Budget & Tax
Ray Carter | April 22, 2020
State-tribal impasse breaks; new casino compacts signed
Ray Carter
In what he called an “historic day,” Gov. Kevin Stitt has signed new state-tribal casino gaming agreements with the Otoe-Missouria Tribe and the Comanche Nation.
Under the new compacts, the two tribes agree to pay state fees that are up to double the current maximum, but they also receive state approval to operate several casinos on “off reservation” sites in Oklahoma that will give them access to population centers and higher potential profits.
The two tribes will also be the first entities to offer legal sports betting in Oklahoma.
Stitt noted the new compacts “establish competitive, market fees” for Class III, “Las Vegas” style gaming that are based on market conditions facing individual casino sites, a departure from the state-tribal compacts in place for the last 15 years.
“This new fee structure recognizes the dynamic nature of each tribe’s market share, recognizing their geographic location and access to population centers,” Stitt said. “Moving forward, the state will continue to negotiate with individual tribes, leaving behind the one-size-fits-all approach to the Model Gaming Compact.”
“The governor did a great job not only recognizing the sovereignty of the tribes and the exclusivity of gaming for tribes, but cutting a very good deal to help these tribes grow and prosper.” —Rob Rosette
The signing of the two agreements breaks an impasse that has existed for months between the governor and Oklahoma’s 30-plus tribal governments. Tribal governments, which previously presented a united front, have claimed state gaming compacts auto-renew in perpetuity. Stitt has said the compacts expired at the start of this year and called for raising the “exclusivity fee” tribal governments pay for geographic monopoly rights to operate casinos. The current rates range from 4 percent to 6 percent on slot machines. Stitt has noted many tribal compacts elsewhere involve fees of up to 25 percent and commercial casinos in other states pay even higher rates.
Even as they have resisted calls to renegotiate gaming compacts, several Oklahoma tribes have actively sought to enter other state markets where they will pay higher rates. The most notable examples include the Choctaw Nation’s effort to operate a casino in Matteson, Illinois, where the casino tax rate runs up to 50 percent. In similar fashion, the Quapaw Tribe now operates a casino in Arkansas, which has a top casino tax rate of 13 percent, and the Cherokee Nation and Choctaw Nation have both sought another casino license in that state.
Officials with the Otoe-Missouria Tribe and the Comanche Nation said they chose to sign new compacts because Stitt offered a better deal and showed respect for tribal sovereignty.
“Today is a government-to-government agreement,” said Comanche Nation Chairman William Nelson.
“I want to say how excited we are as a tribal council about the signing of this new Class III gaming compact with the state of Oklahoma,” said Otoe-Missouria Chairman John Shotton. “At a time when so much is uncertain with this COVID-19 situation, we’ve negotiated a new compact that provides stability for the Otoe-Missouria Tribe’s future in gaming for our tribe, our employees, our patrons, our vendors, and our banking partners. And we know when things return to normal and we’re able to open our casinos again, we’re going to have a very stable foundation.”
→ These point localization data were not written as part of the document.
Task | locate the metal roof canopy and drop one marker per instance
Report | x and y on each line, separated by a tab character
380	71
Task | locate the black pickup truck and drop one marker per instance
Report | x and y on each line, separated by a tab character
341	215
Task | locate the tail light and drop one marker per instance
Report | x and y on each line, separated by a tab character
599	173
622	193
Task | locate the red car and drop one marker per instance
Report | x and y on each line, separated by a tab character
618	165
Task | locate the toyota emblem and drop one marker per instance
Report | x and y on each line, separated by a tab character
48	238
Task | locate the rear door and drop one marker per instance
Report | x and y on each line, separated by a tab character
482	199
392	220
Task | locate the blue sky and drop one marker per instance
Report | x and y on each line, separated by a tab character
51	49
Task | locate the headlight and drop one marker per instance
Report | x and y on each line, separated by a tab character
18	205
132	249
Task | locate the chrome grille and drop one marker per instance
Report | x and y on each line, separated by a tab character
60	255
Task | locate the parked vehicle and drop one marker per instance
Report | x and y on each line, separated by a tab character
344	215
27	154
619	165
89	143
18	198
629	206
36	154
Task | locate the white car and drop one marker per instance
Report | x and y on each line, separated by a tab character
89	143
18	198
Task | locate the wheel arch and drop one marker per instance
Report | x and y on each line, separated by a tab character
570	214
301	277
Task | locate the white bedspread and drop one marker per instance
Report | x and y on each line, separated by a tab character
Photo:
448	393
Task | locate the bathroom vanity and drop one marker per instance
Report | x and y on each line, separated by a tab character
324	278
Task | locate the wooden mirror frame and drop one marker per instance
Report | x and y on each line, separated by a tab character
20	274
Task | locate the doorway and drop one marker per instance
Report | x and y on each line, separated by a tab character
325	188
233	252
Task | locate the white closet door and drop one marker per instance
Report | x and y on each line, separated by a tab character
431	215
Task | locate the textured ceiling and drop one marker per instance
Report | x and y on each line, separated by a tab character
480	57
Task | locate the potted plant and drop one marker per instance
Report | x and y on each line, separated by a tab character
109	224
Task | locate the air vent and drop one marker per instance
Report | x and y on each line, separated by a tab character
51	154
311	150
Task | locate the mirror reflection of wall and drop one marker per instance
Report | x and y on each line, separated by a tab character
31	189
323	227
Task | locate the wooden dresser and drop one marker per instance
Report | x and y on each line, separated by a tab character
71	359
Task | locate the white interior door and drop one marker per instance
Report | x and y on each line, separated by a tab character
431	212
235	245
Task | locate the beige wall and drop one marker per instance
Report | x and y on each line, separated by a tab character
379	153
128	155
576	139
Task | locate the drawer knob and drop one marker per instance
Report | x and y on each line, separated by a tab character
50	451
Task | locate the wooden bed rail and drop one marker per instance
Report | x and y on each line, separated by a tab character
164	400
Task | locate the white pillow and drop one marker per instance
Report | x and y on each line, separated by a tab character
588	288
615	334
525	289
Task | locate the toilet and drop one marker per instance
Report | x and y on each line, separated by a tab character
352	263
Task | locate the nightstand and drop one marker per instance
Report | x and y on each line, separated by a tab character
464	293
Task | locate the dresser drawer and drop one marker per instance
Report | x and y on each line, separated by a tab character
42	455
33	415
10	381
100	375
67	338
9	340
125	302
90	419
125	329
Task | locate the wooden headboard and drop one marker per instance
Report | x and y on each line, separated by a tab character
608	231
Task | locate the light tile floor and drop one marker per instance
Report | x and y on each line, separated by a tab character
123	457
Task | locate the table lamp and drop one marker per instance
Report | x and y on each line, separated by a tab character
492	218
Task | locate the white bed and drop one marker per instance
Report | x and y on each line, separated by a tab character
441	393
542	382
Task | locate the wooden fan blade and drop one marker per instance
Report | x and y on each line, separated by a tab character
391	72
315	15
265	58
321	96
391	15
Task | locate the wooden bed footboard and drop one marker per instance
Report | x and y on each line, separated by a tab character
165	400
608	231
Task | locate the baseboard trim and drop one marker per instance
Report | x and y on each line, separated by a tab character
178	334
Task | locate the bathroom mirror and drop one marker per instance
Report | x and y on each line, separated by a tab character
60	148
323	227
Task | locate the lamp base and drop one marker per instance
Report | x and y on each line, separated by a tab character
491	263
He said the compacts provide for a lower rate than what the tribe is currently paying at its current sites while expanding business opportunities.
“It was our choice to sit down with the governor and his team to discuss what his ideas were for a new or amended compact,” Shotton said. “After weeks of productive negotiations, the result is a compact agreement that we reached and feel is a definite win-win for the Otoe-Missouria Tribe and the state of Oklahoma.”
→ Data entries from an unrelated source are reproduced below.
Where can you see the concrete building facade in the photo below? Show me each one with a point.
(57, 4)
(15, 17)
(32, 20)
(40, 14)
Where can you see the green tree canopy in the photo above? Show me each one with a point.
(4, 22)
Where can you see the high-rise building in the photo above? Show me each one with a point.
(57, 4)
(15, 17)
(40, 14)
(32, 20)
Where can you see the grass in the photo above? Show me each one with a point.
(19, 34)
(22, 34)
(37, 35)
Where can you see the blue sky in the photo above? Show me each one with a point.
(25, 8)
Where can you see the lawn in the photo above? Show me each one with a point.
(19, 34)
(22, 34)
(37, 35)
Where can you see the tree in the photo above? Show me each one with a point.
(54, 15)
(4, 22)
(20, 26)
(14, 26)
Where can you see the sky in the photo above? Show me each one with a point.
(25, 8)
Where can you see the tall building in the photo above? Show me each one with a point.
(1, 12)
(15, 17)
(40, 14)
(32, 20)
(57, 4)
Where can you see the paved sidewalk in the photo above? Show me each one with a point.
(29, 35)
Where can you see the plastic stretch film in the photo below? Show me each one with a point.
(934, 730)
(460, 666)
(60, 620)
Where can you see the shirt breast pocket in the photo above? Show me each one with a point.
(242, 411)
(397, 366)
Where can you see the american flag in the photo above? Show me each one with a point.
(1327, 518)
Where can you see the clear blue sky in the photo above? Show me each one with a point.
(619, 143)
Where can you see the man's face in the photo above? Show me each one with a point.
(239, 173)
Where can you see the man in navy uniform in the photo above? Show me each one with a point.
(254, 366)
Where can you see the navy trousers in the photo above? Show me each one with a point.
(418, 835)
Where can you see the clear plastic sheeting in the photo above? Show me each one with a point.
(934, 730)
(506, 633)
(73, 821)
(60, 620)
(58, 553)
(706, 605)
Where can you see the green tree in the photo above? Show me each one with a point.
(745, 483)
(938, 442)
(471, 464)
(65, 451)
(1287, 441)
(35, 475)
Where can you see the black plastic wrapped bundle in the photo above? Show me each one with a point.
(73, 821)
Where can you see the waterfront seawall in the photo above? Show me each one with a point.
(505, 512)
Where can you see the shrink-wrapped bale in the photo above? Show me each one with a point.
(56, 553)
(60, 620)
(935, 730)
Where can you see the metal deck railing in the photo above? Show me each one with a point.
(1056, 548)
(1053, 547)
The Otoe-Missouria Tribe has 3,000 citizens, while Nelson said he and other Comanche leaders “are the stewards of a tribal council of 17,600 people.”
The governor referred to the prior gaming compacts as “well-meaning, but ineffective, systems that end up benefiting only a few.”
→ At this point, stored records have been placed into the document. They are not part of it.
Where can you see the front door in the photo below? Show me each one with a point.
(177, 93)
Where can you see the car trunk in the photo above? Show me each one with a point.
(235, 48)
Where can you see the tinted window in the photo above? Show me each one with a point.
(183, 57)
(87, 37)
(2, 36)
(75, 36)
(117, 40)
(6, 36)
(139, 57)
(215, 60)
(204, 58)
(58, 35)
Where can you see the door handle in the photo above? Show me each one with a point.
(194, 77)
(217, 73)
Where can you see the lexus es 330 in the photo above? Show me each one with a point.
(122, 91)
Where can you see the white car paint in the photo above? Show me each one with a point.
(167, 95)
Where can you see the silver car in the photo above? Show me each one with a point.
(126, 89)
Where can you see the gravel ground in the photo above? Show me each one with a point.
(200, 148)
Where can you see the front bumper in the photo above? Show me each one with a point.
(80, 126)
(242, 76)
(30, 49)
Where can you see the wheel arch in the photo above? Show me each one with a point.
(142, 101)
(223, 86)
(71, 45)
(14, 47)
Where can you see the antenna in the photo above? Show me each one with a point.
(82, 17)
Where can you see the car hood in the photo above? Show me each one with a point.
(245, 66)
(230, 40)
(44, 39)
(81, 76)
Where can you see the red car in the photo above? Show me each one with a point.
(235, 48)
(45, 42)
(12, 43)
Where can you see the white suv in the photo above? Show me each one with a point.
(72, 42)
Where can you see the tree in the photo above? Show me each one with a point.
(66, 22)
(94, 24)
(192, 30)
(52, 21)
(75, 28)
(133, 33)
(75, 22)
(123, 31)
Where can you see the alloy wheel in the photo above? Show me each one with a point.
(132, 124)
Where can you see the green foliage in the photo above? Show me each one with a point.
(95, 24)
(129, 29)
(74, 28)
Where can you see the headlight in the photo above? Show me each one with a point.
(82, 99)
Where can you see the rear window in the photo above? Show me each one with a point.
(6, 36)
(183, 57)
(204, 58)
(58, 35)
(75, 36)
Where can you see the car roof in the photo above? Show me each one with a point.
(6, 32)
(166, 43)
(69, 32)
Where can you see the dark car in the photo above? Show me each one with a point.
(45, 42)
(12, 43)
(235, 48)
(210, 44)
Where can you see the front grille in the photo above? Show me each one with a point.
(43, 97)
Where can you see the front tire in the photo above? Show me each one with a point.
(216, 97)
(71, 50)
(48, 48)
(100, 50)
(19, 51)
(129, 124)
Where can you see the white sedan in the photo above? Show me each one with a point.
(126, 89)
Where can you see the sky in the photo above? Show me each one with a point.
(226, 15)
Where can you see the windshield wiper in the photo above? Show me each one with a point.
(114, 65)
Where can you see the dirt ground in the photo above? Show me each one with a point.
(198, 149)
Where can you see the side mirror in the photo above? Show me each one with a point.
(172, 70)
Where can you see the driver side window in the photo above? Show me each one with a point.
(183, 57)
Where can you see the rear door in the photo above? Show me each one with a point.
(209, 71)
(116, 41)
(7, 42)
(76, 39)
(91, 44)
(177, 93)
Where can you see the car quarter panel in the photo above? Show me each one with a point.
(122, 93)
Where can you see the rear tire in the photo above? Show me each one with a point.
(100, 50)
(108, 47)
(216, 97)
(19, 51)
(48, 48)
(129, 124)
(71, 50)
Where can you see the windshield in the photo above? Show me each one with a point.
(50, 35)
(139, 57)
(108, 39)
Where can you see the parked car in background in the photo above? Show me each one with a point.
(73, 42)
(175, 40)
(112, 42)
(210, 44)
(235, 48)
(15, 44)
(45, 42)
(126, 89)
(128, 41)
The two new gaming compacts now go to the federal Department of Interior to be ratified.
New Opportunities for Tribal Governments
The new compacts provide the two compacting tribes substantial opportunity to move their operations into areas with access to greater population, a change that may also have the tribes’ new facilities more directly competing with existing casinos operated by other tribes.
The compact for the Otoe-Missouria Tribe provides for an exclusivity fee of 4.5 percent to 6 percent of the adjusted net win on slot machines at the tribe’s existing facilities. However, higher fees of 8 percent would be imposed for proposed new facilities in Noble and Payne counties and a 12 percent rate would be required from a proposed new casino in Logan County.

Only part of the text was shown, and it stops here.